“Well, let us wait a moment and listen.”
Standing perfectly still, and almost holding their breath, they craned their heads in the direction from which the sound had come, and strained their ears to listen for it.
There was deep silence for a minute, and then a low, sobbing groan broke the stillness, seeming to come from the interior of the house.
“What is it, Guy?” Jack asked again; and then, as the sob was heard again and broke into a loud wail, he blurted out in a hoarse whisper: “There’s something wrong there. Come along, and let us find out what’s the matter.”
Creeping noiselessly across the ground, they reached the house, and skirted all round it till they came to the back, where a broad stream of light showed through a window. The window was wide open, and as they stood watching it the sobbing wail once more reached their ears, and told them that they were close to some woman in distress.
“Come along, Guy. We’ll see what is up,” Jack whispered, and at once stole forward and looked into the room.

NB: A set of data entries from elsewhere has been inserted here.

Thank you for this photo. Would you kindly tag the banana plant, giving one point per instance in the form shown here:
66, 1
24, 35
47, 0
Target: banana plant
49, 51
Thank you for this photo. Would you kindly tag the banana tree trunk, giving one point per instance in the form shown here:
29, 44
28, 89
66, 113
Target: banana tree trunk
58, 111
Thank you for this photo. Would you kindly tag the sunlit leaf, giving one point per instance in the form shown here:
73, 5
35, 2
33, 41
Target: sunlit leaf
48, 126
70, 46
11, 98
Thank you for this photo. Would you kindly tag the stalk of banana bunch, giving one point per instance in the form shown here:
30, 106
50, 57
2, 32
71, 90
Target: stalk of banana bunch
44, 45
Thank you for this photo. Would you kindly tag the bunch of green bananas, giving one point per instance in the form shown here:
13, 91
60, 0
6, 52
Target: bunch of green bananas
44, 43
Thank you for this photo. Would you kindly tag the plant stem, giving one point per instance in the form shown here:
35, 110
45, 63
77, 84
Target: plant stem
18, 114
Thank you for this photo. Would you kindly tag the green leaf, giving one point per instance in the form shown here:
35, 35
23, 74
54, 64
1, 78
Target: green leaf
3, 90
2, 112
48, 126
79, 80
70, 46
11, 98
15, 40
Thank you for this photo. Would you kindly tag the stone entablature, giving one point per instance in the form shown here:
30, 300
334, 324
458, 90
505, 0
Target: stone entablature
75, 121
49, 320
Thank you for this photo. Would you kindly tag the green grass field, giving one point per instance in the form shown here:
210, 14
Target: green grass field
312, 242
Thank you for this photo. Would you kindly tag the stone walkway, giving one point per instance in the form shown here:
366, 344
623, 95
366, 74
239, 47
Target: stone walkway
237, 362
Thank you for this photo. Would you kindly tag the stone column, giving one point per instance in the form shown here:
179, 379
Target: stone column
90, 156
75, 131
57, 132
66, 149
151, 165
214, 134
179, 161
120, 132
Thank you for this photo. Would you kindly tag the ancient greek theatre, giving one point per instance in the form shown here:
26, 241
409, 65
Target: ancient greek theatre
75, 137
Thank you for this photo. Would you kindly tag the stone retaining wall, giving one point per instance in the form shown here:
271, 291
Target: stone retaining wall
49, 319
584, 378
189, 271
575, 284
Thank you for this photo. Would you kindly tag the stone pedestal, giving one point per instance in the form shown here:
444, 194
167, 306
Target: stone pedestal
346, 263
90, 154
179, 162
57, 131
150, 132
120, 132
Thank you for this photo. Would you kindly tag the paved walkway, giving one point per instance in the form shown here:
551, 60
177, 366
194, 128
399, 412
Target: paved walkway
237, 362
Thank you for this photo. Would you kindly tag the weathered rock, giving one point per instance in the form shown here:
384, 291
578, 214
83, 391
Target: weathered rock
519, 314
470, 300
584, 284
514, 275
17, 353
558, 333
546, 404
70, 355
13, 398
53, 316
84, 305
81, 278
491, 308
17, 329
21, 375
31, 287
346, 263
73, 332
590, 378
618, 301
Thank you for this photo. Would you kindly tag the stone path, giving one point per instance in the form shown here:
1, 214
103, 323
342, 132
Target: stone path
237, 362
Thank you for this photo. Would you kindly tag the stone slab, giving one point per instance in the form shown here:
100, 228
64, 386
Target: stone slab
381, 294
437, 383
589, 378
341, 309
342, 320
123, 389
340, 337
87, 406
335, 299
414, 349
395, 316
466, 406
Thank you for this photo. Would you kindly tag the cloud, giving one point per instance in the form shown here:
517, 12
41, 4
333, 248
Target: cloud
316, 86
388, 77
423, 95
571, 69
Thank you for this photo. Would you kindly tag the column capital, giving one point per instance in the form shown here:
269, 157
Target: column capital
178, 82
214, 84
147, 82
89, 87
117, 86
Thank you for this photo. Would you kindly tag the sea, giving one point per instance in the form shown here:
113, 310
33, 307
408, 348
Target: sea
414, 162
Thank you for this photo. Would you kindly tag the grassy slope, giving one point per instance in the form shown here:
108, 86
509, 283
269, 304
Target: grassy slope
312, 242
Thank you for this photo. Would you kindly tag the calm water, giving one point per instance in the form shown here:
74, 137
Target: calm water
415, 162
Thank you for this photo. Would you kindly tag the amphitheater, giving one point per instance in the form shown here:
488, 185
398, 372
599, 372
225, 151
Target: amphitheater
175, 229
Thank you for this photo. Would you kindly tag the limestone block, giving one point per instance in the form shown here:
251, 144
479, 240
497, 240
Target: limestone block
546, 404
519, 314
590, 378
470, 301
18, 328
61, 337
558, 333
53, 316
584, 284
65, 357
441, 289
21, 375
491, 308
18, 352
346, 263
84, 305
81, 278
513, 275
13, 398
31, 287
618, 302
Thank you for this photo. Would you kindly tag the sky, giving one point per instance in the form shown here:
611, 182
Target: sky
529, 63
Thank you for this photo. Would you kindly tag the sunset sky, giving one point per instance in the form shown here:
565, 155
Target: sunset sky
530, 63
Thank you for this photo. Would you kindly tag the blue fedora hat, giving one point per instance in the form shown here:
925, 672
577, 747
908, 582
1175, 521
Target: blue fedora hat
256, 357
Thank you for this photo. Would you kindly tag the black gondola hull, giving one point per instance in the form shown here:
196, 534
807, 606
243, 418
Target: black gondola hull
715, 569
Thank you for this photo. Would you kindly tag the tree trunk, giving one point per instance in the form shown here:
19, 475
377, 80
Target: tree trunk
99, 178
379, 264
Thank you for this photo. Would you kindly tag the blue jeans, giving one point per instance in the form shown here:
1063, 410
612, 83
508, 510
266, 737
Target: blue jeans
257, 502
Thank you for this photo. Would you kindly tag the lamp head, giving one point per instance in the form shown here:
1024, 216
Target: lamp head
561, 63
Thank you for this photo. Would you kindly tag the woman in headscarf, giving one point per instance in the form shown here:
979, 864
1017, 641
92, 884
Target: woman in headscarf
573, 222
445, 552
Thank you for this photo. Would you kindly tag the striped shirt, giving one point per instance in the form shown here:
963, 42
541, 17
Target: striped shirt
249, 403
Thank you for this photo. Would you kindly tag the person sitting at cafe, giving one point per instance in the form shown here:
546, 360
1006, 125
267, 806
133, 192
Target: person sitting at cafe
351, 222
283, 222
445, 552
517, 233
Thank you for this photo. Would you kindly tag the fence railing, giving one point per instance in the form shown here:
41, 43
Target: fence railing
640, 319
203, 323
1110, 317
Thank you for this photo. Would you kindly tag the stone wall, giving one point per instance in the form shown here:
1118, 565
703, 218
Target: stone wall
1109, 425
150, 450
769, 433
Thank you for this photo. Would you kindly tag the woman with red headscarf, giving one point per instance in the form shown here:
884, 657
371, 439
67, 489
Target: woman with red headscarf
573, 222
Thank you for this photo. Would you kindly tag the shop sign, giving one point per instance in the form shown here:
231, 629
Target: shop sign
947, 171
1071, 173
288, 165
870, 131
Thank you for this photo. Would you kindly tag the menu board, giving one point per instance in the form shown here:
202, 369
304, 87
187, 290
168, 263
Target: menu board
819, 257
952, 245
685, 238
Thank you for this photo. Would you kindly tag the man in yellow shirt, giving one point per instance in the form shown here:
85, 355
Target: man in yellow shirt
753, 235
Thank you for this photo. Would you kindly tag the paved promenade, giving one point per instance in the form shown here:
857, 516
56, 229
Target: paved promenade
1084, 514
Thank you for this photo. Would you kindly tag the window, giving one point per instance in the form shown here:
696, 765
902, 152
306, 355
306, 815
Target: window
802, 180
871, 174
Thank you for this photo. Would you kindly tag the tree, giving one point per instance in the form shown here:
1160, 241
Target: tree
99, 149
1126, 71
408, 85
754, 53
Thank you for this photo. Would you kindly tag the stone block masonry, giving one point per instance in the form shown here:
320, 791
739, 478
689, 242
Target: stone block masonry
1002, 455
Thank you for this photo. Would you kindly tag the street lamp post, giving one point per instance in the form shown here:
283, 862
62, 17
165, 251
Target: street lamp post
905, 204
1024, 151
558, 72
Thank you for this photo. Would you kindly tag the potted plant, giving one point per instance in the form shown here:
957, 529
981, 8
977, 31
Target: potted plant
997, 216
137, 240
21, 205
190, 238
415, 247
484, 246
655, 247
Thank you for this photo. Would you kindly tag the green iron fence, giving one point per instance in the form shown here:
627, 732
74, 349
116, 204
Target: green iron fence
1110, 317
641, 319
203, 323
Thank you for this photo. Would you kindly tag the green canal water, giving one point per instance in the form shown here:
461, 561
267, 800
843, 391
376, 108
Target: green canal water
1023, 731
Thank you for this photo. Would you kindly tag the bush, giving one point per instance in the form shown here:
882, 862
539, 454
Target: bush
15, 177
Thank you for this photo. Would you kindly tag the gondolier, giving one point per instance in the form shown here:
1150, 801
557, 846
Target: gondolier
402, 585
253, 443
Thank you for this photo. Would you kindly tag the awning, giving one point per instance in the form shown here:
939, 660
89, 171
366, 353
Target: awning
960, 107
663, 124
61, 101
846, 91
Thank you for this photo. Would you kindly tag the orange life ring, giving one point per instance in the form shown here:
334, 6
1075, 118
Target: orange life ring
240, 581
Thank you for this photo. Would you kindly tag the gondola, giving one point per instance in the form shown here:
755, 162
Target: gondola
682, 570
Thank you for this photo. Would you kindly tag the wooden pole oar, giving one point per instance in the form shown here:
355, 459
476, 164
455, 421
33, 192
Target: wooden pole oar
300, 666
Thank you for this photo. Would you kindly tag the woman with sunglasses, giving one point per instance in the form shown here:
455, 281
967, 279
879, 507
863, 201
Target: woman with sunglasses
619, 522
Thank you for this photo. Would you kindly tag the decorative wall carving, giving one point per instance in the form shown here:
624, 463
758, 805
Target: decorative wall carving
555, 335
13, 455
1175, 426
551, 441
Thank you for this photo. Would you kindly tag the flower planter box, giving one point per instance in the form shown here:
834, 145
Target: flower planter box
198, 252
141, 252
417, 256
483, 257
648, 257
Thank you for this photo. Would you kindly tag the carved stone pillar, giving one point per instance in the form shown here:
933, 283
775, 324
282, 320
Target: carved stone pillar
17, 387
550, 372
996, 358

The sight which they witnessed was one which neither will ever forget. Over the figure of an infant, sleeping peacefully in a cot in the middle of a dismantled room, was a distracted woman, weeping bitterly, with big sobs which showed her to be heart-broken. At any other time she would have been described as a comely woman, for she had young and pleasant features and was tastefully dressed. But now grief seemed to have utterly unhinged her mind, and she bore upon her face deep lines of sorrow and despair which would have made the hardest villain pity her.
Jack was on the point of risking all and calling to her, when a change of temper seemed to alter her. From a grief-stricken woman she suddenly became a tiger, and, leaving the child, flung her arms wildly into the air and called down the wrath of heaven upon those who had injured her.
She stopped abruptly, and, catching sight of Jack looking at her through the window, rushed to the cot, and, turning to face him like a hunted animal, exclaimed: “What do you want? You have taken my husband; do you now want my child? Come a step nearer, and I will kill the boy rather than let him fall into your hands!”
“We are friends, and English like yourself,” Jack answered soothingly. “We are escaping from the Boers, and on our way to Ladysmith passed close by and heard you. Tell me what has happened.”